Speaches Whisper (Systran/faster-whisper-small). Accepts OGG, WAV, MP3, M4A.

{ "audio": "<base64>", "language": "en" }

Health check

curl http://localhost:8096/health
{
  "version": "v0.11.0",
  "status": "ok",
  "services": { "ollama": true, "comfyui": true, "speaches": true, "tts": true },
  "image_model": "sd3.5_medium.safetensors",
  "vision_model": "qwen2.5vl:7b",
  "vram_free_mb": 9299,
  "queue_depth": 0
}

MCP server

The MCP server (/usr/bin/mcp-media) wraps all endpoints as Claude tools.

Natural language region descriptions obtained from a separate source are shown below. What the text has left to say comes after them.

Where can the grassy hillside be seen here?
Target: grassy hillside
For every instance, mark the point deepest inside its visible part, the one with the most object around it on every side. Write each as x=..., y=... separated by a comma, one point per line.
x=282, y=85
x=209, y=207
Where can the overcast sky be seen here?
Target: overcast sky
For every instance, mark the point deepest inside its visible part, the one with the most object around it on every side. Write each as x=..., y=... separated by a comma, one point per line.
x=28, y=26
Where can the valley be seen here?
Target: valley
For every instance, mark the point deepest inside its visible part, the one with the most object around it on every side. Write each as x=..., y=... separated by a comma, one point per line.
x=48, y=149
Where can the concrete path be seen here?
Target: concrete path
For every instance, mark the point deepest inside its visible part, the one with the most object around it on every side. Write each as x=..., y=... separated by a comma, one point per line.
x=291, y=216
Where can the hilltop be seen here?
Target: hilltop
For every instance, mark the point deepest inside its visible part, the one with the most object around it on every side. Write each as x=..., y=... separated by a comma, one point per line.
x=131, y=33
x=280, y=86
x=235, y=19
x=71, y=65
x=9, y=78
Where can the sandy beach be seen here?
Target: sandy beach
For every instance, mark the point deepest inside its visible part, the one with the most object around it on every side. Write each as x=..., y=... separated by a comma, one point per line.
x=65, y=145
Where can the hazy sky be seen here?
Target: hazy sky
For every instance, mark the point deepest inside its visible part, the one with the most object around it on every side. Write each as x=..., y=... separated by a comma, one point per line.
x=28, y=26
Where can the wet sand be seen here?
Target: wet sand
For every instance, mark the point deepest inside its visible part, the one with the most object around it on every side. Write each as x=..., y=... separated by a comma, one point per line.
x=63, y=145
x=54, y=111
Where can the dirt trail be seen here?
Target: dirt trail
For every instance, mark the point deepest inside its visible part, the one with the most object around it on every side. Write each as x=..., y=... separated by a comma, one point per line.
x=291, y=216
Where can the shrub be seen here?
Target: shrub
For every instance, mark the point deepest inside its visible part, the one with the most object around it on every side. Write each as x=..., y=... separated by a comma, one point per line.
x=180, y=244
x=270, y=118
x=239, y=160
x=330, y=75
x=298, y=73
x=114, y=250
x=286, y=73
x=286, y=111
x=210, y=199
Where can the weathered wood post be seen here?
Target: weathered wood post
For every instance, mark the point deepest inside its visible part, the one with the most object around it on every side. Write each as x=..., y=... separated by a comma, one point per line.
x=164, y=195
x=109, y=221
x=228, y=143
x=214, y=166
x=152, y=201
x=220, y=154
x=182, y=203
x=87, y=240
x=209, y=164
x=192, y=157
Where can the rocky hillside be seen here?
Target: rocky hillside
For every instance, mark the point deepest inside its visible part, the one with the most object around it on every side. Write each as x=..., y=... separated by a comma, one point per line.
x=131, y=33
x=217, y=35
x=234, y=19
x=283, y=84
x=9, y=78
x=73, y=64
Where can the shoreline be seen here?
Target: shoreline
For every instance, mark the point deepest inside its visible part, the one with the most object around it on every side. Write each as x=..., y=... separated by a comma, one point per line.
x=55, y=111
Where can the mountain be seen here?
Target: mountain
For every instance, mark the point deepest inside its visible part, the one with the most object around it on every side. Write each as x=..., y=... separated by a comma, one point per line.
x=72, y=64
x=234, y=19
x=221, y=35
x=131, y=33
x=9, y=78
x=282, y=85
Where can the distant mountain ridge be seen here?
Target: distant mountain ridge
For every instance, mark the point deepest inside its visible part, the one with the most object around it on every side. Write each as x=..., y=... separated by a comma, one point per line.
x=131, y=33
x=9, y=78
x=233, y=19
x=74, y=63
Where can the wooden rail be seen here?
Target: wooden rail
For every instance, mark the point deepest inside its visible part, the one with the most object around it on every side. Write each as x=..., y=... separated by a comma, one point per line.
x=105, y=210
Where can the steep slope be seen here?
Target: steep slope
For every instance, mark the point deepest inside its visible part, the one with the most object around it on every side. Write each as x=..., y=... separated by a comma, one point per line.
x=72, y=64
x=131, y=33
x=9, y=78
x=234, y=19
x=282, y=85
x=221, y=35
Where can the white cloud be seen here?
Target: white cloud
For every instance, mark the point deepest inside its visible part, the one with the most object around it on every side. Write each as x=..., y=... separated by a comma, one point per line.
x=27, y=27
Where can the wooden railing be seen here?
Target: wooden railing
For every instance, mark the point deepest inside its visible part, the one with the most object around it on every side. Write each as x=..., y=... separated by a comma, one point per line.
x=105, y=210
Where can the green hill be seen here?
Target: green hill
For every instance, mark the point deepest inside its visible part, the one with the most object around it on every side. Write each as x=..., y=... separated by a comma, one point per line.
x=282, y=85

Registered in ~/.mcp.json as the media server on claude/flex qubes.

Tools: generate_image, stylize_image, analyze_image, compose_images, synthesize_speech, transcribe_audio, ocr, anonymize_image, list_jobs, get_job, cancel_job.

stylize_image is the high-level entry point for visual style transfer — it wraps generate_image with IP-Adapter (reference-based) or img2img + depth ControlNet (prompt-based, structure-preserving).